Today, the Cincinnati Enquirer reports (here) on the drag the operating cost deficit of the Streetcar will have on the City's general fund. This, of course, explains the "strage bedfellows" alliance between COAST and three of the City's labor unions: The FOP, the firefighters and the CODE labor union.
Buried in the article, however, is this interesting tidbit:
City officials have said they expect annual operating costs for Cincinnati’s streetcar to be $3.5 million. But that’s not based on any local study; instead, it’s based on what other streetcar systems cost. Transportation officials this summer will attempt to come up with a more realistic estimate.Now its a little oblique, but what the reporter is telling us is that after seven years of discussion and planning, not one of the budget wizards at the City has even tried to develop an actual budget -- income and expenses -- for the Streetcar boondoggle. So, it's a little difficult for the estimates to be wrong -- they haven't even tried to run any.

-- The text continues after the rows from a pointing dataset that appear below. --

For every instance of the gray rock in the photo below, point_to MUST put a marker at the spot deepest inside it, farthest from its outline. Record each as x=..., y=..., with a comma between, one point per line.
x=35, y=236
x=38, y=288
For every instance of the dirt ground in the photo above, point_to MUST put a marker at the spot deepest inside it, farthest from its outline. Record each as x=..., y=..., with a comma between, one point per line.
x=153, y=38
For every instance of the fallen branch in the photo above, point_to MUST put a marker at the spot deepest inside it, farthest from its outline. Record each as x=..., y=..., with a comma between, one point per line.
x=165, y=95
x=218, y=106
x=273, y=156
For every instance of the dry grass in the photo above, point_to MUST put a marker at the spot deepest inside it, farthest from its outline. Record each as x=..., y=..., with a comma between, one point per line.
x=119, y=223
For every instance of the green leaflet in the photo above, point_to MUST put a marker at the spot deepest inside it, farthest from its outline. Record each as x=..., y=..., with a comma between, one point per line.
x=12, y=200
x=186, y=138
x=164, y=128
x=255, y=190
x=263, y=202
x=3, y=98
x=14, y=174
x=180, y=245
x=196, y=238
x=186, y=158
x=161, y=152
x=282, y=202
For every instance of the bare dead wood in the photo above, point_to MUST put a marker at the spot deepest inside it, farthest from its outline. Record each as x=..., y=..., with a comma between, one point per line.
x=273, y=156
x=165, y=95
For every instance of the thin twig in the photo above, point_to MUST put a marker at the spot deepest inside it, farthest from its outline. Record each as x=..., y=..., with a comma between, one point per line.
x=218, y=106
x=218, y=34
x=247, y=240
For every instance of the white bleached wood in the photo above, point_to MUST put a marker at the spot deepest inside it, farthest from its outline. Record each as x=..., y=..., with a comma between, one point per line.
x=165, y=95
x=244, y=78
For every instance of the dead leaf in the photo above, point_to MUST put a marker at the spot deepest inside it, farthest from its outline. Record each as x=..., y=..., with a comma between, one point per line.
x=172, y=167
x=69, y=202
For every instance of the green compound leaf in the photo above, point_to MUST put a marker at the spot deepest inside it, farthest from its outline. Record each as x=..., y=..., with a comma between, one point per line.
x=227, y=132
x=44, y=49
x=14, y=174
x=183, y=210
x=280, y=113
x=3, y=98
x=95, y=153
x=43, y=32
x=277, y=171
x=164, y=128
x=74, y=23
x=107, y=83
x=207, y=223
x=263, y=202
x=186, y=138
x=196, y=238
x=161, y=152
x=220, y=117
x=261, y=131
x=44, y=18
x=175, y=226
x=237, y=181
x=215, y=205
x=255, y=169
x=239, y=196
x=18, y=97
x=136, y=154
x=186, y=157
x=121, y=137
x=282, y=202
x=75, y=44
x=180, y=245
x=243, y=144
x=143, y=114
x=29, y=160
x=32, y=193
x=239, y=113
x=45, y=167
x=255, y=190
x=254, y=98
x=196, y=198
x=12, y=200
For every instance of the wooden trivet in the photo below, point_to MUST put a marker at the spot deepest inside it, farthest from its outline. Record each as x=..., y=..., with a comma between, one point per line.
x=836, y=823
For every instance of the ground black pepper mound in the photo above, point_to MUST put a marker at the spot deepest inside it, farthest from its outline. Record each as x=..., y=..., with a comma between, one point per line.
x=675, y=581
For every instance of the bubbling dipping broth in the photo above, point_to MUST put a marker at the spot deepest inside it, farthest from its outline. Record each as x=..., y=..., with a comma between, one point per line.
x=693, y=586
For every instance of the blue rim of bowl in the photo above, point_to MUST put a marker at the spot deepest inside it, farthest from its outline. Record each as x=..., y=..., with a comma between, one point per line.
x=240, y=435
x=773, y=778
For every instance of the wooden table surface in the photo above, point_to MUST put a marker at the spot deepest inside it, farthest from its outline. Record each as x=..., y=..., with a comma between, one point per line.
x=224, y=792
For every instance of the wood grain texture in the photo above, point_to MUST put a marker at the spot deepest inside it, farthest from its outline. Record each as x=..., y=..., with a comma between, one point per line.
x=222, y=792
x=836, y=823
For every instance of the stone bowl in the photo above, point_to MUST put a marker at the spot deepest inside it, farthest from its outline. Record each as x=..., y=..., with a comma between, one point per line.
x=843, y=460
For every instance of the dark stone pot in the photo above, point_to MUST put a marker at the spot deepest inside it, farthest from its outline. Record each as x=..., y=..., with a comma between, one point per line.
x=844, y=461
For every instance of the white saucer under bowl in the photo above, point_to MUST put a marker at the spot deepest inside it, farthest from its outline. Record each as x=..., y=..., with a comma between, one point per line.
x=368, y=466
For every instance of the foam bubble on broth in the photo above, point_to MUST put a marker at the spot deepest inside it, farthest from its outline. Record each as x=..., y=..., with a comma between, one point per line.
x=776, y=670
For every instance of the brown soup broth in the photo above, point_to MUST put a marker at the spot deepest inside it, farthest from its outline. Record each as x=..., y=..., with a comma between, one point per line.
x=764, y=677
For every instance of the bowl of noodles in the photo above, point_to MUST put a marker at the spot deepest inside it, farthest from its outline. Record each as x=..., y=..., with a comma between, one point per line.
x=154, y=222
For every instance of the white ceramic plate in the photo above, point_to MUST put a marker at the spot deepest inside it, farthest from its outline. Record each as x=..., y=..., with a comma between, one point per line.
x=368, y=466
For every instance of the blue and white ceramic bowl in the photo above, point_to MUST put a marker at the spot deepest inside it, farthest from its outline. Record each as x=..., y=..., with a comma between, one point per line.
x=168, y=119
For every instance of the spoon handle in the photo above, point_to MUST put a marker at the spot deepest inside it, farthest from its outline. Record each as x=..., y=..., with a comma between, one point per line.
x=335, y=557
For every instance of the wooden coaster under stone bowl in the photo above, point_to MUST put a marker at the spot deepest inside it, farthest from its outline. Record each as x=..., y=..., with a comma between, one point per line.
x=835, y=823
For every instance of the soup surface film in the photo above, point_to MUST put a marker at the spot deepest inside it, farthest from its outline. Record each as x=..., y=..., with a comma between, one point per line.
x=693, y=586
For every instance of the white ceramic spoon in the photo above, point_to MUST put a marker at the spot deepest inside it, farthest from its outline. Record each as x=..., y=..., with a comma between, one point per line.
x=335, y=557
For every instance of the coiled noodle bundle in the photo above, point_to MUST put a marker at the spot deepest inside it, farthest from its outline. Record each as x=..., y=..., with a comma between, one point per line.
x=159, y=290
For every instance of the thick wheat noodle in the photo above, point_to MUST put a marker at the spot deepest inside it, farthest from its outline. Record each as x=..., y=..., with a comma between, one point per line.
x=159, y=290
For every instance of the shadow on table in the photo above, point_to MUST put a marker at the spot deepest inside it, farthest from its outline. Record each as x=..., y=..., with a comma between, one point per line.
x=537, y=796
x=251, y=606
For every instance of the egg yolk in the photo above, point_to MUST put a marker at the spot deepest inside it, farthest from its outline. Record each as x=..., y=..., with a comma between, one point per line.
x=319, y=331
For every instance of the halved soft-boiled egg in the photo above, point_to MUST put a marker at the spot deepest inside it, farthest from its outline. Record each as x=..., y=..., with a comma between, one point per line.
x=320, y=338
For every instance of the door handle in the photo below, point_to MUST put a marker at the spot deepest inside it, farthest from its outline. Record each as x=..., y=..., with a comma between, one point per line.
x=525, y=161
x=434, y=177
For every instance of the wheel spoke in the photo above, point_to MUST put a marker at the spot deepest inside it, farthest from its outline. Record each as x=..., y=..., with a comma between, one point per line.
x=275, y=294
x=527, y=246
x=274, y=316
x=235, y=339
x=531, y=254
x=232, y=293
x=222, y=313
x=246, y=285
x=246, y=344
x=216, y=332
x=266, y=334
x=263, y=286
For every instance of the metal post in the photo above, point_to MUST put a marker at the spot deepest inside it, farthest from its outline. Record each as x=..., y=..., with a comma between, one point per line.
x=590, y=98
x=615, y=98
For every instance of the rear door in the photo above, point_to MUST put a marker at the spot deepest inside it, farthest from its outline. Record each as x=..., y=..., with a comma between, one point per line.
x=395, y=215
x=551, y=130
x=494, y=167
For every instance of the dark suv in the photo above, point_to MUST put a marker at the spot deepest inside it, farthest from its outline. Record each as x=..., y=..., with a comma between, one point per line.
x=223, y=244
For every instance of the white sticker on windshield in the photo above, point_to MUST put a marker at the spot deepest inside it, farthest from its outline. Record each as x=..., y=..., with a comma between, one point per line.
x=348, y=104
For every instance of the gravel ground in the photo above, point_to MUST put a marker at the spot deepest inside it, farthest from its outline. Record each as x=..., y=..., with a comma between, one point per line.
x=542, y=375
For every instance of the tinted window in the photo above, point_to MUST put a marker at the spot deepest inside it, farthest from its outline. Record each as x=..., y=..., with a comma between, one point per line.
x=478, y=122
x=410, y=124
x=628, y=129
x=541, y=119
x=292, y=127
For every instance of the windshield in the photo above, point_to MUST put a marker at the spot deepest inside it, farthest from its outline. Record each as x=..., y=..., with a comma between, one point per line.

Yes, Cincinnati is plunging headlong into this foolish project, and they haven't the slightest idea what it will cost to operate the same. Further, as COAST has noted previously, the operating cost estimates will not include the interest on Streetcar bonds or amortization of the track and rolling stock (replacements when things wear out) as most private companies would in their budgets. These two items alone will add three to five million per year on top of the actual cost to operate the Streetcar. Any responsible private operator would include such numbers in their operating cost estimates.
COAST is grateful for the crumbs of information shared by our City fathers on this soon-to-be-failed project.